I am dazed and completely humiliated; all day long I walk around mourning.
For I am overcome with shame, and my whole body is sick.
I am numb with pain and severely battered; I groan loudly because of the anxiety I feel.
O Lord, you understand my heart’s desire; my groaning is not hidden from you.
My heart beats quickly; my strength leaves me.
I can hardly see.
Because of my condition, even my friends and acquaintances keep their distance;
my neighbors stand far away.
Those who seek my life try to entrap me;
those who want to harm me speak destructive words.

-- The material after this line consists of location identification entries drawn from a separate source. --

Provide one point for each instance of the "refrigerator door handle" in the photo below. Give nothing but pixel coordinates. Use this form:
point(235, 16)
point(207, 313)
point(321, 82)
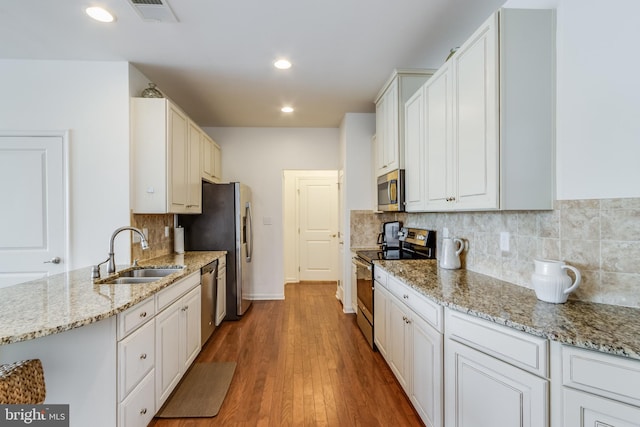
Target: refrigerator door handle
point(250, 239)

All day long they say deceitful things.
But I am like a deaf man—I hear nothing;
I am like a mute who cannot speak.
 I am like a man who cannot hear
and is incapable of arguing his defense.
Yet I wait for you, O Lord!
You will respond, O Lord, my God!
I have prayed for deliverance, because otherwise they will gloat over me;
when my foot slips they will arrogantly taunt me.
For I am about to stumble, and I am in constant pain.
Yes, I confess my wrongdoing, and I am concerned about my sins.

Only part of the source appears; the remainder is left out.